Un país de contrastes

Como ya mencione, la cultura y la geografía iraní son muy diversas. Se pueden visitar grandes ciudades como Teherán, Isfahán o Mashhad, recorrer el desierto y descubrir Yazd o Kermán, o maravillarse en Shiraz con las ruinas de Persépolis, antigua capital del imperio persa.

Si se baja hacia el Golfo Pérsico, se encuentran playas de aguas cristalinas comparables con las de Dubái (al fin y al cabo, está justo enfrente), además de la posibilidad de avistar delfines y explorar las impresionantes formaciones rocosas de la Isla de Hormoz, donde los colores parecen sacados de otro planeta.

Derribando mitos

Irán no es lo que muchos occidentales imaginan. Para empezar, no todas las mujeres usan chador o hijab. Como en cualquier otro país islámico, es común ver mujeres vistiendo estas prendas, pero desde la muerte de Mahsa Amini en 2022, cada vez más iraníes desafían esta imposición, especialmente en las grandes ciudades, donde es frecuente ver mujeres sin hijab como forma de protesta contra las restricciones impuestas por el régimen.

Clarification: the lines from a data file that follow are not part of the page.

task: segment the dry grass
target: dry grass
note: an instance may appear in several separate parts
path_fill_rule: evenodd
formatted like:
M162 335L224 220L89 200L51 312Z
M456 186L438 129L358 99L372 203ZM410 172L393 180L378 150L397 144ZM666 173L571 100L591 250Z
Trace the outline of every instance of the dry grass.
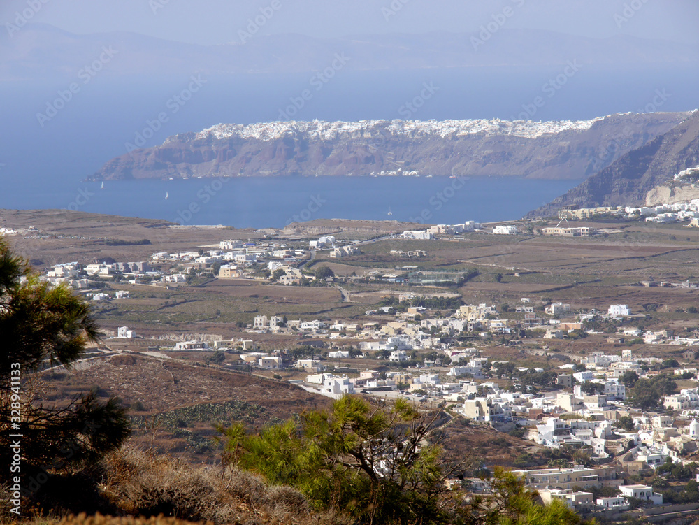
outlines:
M185 525L191 524L192 522L185 522L177 518L166 517L162 515L159 516L152 516L145 518L143 516L139 517L103 516L99 512L94 515L89 516L85 512L82 512L77 516L71 515L61 519L59 522L51 520L47 522L48 525ZM211 522L202 522L206 525L211 524Z
M312 509L303 494L289 487L268 487L250 473L218 466L194 467L128 447L110 454L104 465L101 492L130 515L241 525L312 521ZM340 522L331 515L312 521Z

Tampoco es cierto que la policía arresta personas en cada esquina. Si bien en las grandes ciudades se percibe una mayor presencia policial, Irán es un país moderno, con universidades de prestigio y una juventud conectada con el mundo, que encuentra maneras de expresarse a pesar de las restricciones. Las calles están llenas de contrastes, y en ellas conviven la tradición y la resistencia, lo prohibido y lo permitido, en una sociedad mucho más compleja de lo que suele mostrarse desde afuera.

Un lazo inesperado con Argentina

Como mujer occidental viajando sola por Irán, en muchos momentos me sentí como en casa. Me sorprendió descubrir la afinidad que los iraníes sienten por la Argentina. .

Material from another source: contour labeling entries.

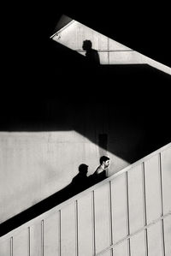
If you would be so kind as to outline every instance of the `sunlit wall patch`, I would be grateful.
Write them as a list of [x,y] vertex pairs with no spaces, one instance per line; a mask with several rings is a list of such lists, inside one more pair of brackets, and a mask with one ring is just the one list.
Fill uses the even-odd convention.
[[55,33],[50,38],[83,56],[86,55],[86,51],[83,50],[83,42],[90,40],[92,49],[97,51],[100,64],[147,63],[171,74],[169,67],[156,62],[64,15],[57,22]]

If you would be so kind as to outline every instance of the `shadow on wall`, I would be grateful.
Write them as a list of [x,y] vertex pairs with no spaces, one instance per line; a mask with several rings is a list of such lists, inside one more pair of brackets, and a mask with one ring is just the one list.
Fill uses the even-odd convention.
[[64,188],[1,223],[0,236],[4,235],[12,229],[50,210],[105,178],[103,175],[98,176],[91,175],[87,176],[87,173],[88,165],[81,164],[79,166],[79,173],[73,178],[71,183]]
[[40,59],[19,63],[2,88],[1,131],[75,130],[130,164],[170,142],[170,75],[148,65],[90,67],[51,39],[38,46]]

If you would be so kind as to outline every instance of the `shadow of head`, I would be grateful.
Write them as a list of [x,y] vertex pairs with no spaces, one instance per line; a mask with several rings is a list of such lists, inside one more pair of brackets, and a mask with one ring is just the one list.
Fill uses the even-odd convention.
[[87,172],[88,172],[88,165],[85,164],[81,164],[79,166],[79,172],[80,175],[82,176],[86,176]]
[[84,51],[89,51],[92,47],[92,43],[91,40],[84,40],[82,48]]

No suelo repetir destinos de viaje, habiendo tantos otros lugares que aún quiero conocer. Sin embargo, Irán es un país que inevitablemente invita a regresar. Mis dos viajes allí marcaron mi vida de una manera profunda, y no precisamente porque en 2022 vi ganar a Argentina la final del Mundial de fútbol. Lo cual se convirtio en un factor sorpresa del viaje.

Hay lugares que se visitan y otros en los que, de algún modo, una parte de uno se queda para siempre. Para mi, Iran es uno de ellos. Aún hoy conservo verdaderos amigos, y los lazos que formé son difíciles de explicar, como esas conexiones mágicas que suceden sin razón aparente, pero que se sienten predestinadas. Tal vez por eso, nunca siento que realmente me haya despedido de Irán. Quién sabe, quizás el destino me lleve de regreso… una vez más.